Ratings Agencies Screw-Up & Get Paid Anyway


With all the economic trouble that has resulted from the sub-prime debacle, a great deal of attention was paid to the ratings agencies that awarded high ratings to the debt instruments that later collapsed. In its investigation of the factors that led to this collapse, the New York Attorney General, Andrew Cuomo, also began an investigation into the credit ratings agencies themselves and a settlement in that investigation was just reached between the state and both Moody's and Standard & Poor's. That settlement, however, may leave some investors scratching their heads.

As usual, of course, no one admitted any wrongdoing. You may recall that I previously wrote that Moody's was quick to suggest that a computer bug had caused the ratings to be inflated in certain situations and it never assumed any of the blame otherwise. What is interesting about the settlement, however, is that it may mean greater revenues for these ratings agencies going-forward - yes, more money! The reason, however, actually makes sense.

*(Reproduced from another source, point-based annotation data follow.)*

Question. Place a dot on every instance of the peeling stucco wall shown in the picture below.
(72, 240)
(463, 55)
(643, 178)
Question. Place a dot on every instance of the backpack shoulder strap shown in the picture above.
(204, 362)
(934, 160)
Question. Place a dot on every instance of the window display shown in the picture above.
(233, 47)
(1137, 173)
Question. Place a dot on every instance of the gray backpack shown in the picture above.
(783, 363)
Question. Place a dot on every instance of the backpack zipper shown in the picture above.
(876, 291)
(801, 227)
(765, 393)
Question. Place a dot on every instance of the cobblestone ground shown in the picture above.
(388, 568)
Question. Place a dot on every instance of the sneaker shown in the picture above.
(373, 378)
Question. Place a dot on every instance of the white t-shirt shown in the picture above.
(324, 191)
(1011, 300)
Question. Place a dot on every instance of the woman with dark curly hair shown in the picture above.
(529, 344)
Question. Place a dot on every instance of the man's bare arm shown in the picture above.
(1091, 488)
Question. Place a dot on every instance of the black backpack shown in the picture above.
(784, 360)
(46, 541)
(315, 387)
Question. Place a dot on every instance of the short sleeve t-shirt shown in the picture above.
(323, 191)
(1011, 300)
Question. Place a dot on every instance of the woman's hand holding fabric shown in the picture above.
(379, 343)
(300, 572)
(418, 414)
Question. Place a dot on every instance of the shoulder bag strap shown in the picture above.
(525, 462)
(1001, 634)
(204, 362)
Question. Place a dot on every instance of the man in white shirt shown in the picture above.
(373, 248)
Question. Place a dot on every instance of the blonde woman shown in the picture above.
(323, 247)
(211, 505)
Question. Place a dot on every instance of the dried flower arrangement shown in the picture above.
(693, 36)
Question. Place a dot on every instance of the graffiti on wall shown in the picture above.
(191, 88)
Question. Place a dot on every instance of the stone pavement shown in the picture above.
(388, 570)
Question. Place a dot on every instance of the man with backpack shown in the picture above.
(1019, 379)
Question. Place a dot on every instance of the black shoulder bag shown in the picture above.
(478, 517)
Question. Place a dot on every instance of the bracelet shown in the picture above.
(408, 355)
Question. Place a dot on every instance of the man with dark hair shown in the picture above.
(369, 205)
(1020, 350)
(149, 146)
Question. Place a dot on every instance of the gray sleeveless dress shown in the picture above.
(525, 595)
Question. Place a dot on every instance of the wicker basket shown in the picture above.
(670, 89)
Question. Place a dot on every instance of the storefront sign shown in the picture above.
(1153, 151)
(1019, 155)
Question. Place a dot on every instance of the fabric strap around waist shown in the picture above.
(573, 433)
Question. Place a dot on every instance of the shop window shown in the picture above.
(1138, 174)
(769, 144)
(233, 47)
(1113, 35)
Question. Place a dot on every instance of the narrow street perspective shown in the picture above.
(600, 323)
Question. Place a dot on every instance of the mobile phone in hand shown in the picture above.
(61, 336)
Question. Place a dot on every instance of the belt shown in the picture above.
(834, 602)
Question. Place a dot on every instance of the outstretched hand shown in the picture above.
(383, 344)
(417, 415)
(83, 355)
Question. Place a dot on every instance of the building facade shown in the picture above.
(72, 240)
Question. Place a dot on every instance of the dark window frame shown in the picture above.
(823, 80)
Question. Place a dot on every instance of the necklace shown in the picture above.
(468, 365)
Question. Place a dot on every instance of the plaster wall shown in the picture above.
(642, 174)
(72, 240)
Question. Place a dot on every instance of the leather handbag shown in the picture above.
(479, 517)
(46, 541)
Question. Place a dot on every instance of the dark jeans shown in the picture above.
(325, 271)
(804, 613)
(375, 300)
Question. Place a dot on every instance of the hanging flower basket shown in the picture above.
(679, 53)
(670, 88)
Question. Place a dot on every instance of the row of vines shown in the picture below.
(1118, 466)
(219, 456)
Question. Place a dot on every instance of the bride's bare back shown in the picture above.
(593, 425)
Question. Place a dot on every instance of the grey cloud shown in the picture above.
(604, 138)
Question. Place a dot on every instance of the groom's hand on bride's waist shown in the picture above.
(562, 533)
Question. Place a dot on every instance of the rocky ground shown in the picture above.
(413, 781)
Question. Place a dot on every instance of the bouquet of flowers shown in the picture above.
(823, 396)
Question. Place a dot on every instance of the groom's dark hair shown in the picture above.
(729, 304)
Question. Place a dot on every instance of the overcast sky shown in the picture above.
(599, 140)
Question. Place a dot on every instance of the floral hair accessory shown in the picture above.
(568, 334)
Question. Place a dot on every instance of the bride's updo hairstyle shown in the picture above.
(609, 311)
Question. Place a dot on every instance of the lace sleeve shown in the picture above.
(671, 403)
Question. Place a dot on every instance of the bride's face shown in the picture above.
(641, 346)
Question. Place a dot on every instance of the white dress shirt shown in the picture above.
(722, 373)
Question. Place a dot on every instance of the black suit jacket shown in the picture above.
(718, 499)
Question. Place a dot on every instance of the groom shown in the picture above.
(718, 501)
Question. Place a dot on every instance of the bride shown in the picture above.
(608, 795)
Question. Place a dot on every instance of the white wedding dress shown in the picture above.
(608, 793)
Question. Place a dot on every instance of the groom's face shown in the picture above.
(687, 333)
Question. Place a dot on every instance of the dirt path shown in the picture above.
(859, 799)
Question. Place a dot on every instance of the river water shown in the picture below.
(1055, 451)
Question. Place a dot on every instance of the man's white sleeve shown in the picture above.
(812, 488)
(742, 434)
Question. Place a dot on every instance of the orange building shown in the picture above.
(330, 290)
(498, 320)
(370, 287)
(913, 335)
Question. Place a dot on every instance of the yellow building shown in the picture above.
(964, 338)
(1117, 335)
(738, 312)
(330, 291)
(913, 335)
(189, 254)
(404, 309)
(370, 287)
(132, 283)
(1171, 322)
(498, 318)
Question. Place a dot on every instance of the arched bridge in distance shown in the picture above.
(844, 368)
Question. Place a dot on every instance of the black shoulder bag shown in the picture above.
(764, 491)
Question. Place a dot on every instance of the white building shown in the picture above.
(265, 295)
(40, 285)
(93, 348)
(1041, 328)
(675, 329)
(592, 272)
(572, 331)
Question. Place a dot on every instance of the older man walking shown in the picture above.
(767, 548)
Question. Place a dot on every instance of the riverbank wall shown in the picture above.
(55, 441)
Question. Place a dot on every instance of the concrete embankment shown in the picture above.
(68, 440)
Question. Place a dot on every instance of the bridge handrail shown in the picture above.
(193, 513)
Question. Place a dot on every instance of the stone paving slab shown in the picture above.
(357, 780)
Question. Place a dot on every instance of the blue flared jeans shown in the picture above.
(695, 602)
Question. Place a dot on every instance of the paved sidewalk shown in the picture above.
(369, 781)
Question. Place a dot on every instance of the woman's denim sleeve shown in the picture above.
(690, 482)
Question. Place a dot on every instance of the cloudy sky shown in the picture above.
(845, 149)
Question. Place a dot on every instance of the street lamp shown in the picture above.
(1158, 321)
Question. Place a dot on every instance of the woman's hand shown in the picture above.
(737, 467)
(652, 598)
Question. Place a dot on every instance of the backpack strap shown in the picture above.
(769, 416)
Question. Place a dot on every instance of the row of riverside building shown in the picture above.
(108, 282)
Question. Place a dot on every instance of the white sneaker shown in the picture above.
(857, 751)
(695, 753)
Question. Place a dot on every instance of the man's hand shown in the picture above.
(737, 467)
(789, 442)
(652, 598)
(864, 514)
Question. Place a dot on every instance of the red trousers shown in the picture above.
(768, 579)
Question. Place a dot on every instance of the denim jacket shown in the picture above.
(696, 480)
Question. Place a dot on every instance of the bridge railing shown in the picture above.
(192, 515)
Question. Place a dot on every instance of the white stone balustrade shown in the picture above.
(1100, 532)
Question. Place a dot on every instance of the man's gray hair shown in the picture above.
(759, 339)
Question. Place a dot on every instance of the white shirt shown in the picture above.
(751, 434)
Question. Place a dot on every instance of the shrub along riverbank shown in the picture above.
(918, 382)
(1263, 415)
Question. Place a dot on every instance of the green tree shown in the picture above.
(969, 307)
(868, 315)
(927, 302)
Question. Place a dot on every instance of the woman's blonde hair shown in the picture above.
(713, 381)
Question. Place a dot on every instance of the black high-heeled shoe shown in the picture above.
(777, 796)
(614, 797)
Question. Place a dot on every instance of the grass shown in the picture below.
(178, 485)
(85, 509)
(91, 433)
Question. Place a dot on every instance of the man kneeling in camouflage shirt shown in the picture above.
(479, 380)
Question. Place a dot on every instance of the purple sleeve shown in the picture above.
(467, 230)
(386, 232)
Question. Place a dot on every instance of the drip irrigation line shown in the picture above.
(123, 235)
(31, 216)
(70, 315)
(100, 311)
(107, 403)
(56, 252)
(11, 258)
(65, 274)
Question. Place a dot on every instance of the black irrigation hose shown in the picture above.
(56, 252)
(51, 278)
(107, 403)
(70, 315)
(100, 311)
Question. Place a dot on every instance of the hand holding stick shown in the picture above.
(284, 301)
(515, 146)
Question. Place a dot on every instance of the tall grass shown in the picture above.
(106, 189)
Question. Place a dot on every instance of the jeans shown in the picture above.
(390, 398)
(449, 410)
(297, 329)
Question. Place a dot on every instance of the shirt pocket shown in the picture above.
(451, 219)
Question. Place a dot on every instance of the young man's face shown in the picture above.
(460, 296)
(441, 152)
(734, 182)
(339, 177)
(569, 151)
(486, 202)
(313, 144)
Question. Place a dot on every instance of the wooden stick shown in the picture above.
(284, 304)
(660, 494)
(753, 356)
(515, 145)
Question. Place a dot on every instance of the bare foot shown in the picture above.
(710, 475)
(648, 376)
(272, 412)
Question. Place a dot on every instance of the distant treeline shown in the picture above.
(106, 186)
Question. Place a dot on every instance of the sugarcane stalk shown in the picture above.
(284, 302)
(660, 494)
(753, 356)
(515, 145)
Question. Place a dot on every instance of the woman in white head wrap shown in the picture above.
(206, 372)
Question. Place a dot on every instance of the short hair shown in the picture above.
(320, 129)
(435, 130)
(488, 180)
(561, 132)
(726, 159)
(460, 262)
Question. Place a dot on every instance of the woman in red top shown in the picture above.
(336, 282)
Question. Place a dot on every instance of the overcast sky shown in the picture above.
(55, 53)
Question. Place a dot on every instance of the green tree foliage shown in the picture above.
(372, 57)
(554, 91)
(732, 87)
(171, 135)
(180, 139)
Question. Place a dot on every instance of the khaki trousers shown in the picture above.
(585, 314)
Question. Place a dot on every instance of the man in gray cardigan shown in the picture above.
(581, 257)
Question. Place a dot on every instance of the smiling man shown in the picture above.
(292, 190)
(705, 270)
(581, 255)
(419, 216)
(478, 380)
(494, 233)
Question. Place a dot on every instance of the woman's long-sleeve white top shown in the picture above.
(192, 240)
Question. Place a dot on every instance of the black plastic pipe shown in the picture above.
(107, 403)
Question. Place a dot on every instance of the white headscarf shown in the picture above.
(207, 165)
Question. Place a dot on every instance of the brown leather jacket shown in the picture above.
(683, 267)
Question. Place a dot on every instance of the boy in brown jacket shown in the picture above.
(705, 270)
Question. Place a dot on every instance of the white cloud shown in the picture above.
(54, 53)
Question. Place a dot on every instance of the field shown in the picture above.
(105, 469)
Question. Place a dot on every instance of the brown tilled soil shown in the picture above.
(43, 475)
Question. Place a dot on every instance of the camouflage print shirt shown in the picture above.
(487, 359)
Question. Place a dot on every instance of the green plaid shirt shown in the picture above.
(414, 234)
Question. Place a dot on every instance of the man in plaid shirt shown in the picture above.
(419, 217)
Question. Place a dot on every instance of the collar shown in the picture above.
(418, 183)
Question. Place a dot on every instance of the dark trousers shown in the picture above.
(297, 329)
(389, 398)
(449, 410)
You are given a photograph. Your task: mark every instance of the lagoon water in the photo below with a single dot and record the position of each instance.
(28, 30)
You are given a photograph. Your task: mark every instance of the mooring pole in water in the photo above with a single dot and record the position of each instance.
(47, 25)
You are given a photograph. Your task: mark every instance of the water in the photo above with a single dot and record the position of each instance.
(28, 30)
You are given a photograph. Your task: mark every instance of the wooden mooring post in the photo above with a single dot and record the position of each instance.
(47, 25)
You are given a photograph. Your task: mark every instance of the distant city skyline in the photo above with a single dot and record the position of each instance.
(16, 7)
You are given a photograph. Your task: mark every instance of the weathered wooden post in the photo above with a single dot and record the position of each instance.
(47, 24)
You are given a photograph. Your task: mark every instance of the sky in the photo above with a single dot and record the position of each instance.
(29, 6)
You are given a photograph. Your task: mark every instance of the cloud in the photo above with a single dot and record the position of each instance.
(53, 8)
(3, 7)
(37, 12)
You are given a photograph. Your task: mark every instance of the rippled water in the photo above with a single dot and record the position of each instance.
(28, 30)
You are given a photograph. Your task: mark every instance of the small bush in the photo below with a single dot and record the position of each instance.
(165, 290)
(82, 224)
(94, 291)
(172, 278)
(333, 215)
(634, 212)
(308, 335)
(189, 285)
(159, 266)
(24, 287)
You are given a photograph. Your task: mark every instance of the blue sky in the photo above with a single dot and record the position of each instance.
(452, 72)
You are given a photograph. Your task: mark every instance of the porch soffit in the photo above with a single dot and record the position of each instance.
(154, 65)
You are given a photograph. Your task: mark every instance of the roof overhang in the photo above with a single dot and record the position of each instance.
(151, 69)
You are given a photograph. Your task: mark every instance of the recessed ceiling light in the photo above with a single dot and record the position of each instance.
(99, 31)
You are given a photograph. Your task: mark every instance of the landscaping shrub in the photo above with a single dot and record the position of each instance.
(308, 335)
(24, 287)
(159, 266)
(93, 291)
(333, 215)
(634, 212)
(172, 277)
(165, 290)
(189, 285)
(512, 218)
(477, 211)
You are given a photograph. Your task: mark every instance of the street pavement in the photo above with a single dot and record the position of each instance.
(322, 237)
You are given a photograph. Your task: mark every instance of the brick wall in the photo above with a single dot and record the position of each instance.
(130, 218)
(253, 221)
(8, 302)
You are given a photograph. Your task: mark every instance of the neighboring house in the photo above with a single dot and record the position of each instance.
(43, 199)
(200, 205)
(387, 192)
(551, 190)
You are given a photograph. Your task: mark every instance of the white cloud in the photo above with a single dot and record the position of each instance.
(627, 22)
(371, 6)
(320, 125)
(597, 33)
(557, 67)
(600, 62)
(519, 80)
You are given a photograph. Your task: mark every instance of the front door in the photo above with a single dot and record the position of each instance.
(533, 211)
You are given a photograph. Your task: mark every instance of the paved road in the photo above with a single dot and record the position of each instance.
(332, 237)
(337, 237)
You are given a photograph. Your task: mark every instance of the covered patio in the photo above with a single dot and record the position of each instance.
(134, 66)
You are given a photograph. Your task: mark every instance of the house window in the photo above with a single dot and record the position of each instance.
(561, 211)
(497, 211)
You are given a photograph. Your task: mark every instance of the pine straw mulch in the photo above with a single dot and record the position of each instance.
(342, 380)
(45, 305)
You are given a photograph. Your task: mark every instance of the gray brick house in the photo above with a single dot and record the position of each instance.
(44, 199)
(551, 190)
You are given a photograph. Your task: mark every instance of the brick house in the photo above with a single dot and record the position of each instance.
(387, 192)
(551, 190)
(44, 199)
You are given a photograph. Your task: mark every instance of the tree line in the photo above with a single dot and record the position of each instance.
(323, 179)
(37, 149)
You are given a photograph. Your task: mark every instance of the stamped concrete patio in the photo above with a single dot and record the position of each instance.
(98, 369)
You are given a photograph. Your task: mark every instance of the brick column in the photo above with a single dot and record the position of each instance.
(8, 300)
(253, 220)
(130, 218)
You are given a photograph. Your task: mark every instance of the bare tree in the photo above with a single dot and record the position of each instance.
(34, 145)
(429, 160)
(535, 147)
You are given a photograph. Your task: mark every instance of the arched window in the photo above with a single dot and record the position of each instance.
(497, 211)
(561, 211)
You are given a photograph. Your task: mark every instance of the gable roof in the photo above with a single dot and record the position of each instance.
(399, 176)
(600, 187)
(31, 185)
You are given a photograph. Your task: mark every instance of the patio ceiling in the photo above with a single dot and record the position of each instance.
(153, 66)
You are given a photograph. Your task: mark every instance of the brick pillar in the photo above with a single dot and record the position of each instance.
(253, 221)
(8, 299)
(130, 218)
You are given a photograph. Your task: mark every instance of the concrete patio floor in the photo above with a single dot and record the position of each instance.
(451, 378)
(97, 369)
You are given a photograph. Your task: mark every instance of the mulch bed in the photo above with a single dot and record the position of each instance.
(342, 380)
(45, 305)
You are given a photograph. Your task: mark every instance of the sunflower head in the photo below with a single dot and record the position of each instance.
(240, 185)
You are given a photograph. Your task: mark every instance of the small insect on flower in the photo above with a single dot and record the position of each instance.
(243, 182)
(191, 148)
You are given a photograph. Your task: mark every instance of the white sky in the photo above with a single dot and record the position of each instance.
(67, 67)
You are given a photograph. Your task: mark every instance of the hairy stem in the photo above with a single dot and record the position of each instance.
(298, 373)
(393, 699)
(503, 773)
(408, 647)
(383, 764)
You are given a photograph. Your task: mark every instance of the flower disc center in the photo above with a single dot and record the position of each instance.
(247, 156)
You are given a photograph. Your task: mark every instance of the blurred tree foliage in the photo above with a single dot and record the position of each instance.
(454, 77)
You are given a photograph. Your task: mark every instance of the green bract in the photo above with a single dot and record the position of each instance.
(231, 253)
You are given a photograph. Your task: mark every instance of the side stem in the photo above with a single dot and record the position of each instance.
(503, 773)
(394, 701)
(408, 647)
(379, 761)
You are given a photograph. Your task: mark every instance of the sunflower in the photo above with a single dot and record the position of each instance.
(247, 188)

It all comes down to incentives. Just as the top CEO's have a large part of their total compensation packages tied-up in stock options that align their interests with the performance of the company's earnings (that, of course, is a whole other story), the ratings agencies will be paid for initial analyses and assessments performed on new sub-prime issues. Currently, prior to the new rules, the ratings agencies were paid only if they were ultimately selected by the issuer as the final, official, ratings agency. This approach, of course, incentivized the agencies to give better ratings than they might have otherwise in order to win the business. Being able to earn some cash regardless of their ratings, therefore, should make them more willing to speak the truth ...of course, I'm not saying that they haven't been doing so in the past... you understand, right?